The Stack and Slam Wedging Process
Choose a comfortable amount of clay for the first attempt. I seldom wedge less than 3 pounds because it is too slow to wedge each piece one at a time. I prefer to wedge enough clay for several pots at one time because, with this stack-and-slam wire-wedging technique, it is just as easy to wedge a large amount as it is to wedge a small amount.
First, block the clay into a rough rectangular shape.
|Next, lift the piece by the sides and cut it roughly in half on a wire.|
|Pass the left arm under the wire as you place the two pieces back onto the wedging table. Make sure the cut is parallel to the front edge of the table.|
|Take the piece closest to the table edge and carefully place on top of the other piece. Be sure not to make any dimples in either of the mating surfaces.|
|Roll the joined pieces toward you, flipping them over so the bottom is now on top.
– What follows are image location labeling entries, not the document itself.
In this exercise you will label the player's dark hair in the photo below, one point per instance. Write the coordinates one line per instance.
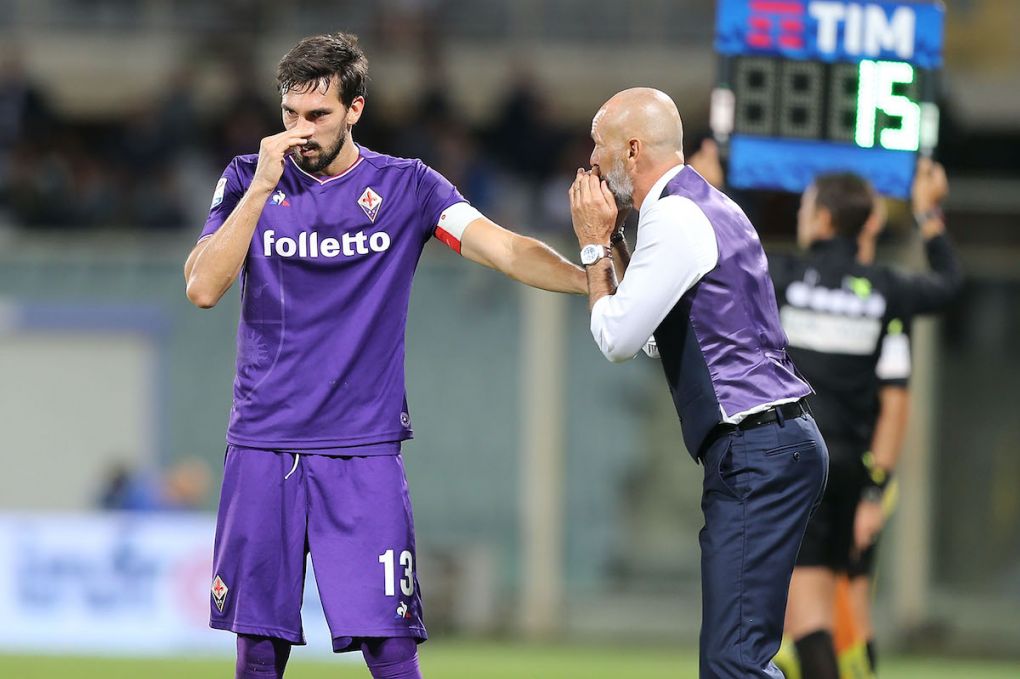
(317, 59)
(849, 198)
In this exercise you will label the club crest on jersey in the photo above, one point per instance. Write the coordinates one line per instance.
(370, 203)
(217, 195)
(219, 593)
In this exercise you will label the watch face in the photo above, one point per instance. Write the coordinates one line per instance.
(591, 254)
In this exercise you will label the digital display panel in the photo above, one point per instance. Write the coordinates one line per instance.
(814, 86)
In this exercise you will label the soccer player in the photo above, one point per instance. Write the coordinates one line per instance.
(324, 236)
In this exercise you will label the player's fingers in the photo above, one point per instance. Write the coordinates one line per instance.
(584, 190)
(595, 188)
(607, 195)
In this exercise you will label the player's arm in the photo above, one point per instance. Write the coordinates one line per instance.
(707, 162)
(677, 247)
(929, 292)
(524, 259)
(214, 263)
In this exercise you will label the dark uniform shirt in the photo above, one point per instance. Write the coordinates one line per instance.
(842, 317)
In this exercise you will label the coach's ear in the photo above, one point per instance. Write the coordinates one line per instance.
(355, 110)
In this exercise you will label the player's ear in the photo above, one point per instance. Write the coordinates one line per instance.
(876, 220)
(824, 225)
(355, 109)
(633, 149)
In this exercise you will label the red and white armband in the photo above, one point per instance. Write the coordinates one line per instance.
(452, 223)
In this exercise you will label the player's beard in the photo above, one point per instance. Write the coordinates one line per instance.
(621, 186)
(324, 159)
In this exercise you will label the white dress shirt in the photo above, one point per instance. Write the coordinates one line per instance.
(675, 247)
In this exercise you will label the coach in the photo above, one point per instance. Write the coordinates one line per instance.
(697, 292)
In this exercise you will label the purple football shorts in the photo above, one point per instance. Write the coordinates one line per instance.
(351, 514)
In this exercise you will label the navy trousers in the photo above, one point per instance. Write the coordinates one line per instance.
(761, 486)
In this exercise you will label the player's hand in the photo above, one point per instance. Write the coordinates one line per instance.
(930, 187)
(593, 208)
(707, 163)
(868, 522)
(272, 153)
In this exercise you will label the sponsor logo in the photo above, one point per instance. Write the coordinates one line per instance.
(219, 590)
(310, 245)
(370, 202)
(217, 195)
(858, 29)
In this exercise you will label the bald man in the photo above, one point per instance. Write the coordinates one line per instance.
(697, 293)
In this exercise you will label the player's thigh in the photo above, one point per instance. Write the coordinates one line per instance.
(828, 539)
(361, 538)
(810, 606)
(860, 601)
(259, 551)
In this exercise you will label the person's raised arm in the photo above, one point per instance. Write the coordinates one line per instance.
(524, 259)
(214, 263)
(929, 292)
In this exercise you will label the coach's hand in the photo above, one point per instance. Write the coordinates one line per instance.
(593, 209)
(272, 153)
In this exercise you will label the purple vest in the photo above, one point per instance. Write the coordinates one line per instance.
(722, 347)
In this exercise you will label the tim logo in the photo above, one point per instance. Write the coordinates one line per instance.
(855, 29)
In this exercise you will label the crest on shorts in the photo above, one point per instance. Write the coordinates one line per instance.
(370, 203)
(219, 590)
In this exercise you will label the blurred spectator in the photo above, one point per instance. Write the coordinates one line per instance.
(184, 486)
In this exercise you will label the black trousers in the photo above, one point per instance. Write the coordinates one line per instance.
(761, 486)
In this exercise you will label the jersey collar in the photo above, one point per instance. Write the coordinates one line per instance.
(326, 179)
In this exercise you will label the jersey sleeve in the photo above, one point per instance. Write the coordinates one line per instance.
(224, 198)
(894, 367)
(445, 211)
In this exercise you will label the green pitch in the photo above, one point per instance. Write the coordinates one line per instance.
(471, 661)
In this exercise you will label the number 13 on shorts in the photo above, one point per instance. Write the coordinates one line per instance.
(389, 576)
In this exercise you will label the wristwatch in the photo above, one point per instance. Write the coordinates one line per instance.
(591, 254)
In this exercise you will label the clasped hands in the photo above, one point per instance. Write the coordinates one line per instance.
(593, 208)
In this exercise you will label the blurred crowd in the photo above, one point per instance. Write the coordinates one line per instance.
(154, 167)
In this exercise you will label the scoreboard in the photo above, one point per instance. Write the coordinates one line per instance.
(807, 87)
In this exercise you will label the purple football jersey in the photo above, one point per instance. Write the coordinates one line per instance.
(324, 292)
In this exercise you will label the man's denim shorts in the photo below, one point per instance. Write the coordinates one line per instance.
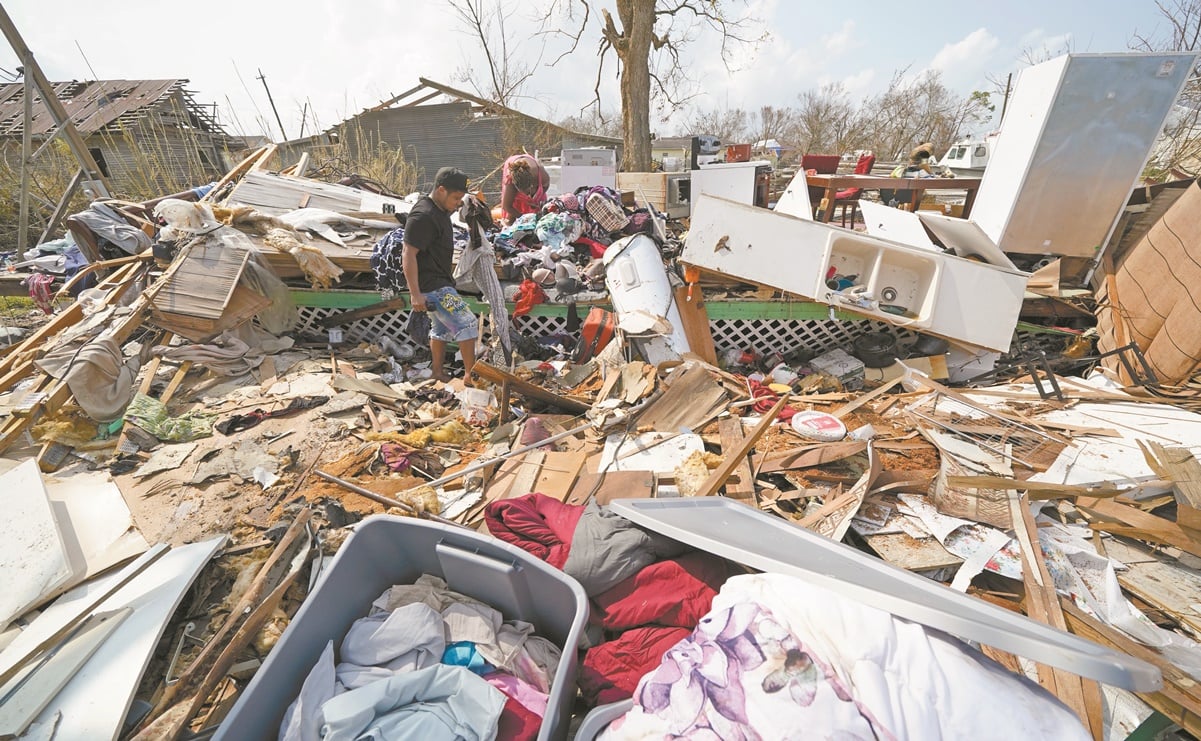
(450, 321)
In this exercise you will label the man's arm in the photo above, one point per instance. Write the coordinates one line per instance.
(408, 264)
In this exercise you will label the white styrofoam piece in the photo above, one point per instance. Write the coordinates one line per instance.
(950, 297)
(965, 238)
(764, 542)
(892, 223)
(95, 701)
(638, 282)
(795, 198)
(41, 683)
(99, 519)
(34, 556)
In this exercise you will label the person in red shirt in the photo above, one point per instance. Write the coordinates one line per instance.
(524, 185)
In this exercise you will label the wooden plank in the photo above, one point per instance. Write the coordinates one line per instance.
(494, 375)
(1140, 524)
(1178, 466)
(1181, 697)
(694, 318)
(613, 485)
(733, 459)
(730, 429)
(1172, 589)
(847, 408)
(1043, 604)
(527, 473)
(559, 473)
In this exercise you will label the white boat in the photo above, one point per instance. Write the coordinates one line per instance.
(968, 156)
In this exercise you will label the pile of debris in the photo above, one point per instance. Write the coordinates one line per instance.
(189, 450)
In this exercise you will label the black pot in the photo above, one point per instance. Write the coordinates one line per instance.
(928, 345)
(877, 348)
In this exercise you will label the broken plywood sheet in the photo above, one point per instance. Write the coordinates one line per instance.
(95, 701)
(34, 554)
(97, 521)
(692, 399)
(29, 692)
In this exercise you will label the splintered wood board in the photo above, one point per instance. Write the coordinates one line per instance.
(243, 305)
(204, 282)
(1160, 583)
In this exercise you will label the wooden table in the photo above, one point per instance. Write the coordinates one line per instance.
(832, 184)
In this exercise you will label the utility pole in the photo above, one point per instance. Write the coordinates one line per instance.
(272, 101)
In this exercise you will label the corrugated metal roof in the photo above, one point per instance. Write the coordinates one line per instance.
(91, 105)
Pick up the clay and slam it down with enough force that it ends up the original thickness you started with.|
|Repeat steps 1-3 at least 30 times. This will give you over a billion layers of clay particles! It is very critical that you pay attention to the lamination pattern since the final goal is to layer the clay rather than cross the layers with each other.|
Once you have completed the required number of cycles, place your left hand on the top of the piece and roll it to the left onto its side. Now your right hand can be placed on the area that was the bottom on the table surface. The goal is to keep track of these two surfaces while converting the block into a cylinder by repeatedly tapping it onto the table surface and finally rolling it round.
Taking this extra step assures you can keep track of the laminated face. I have found that orienting the laminations parallel to the wheel head minimizes cracks on the bottom of all of my pieces, and that selecting the smoothest end for the top further reduces losses.
See a video ddemonstration of this process here: http://www.youtube.com/watch?v=HApNjUnI9U4
Changing Softness of Clay
If you're already happy with the results from your current wedging or pugging, there's no reason to change. But if you're struggling with uneven clay and would like a method that gives you more control, try wire wedging. It can create some troubles if done improperly -- most notably, the introduction of air pockets due to poor joining surface quality -- but this is easy to diagnose and cure. I have used this method for over thirty years and have no wrist or hand problems.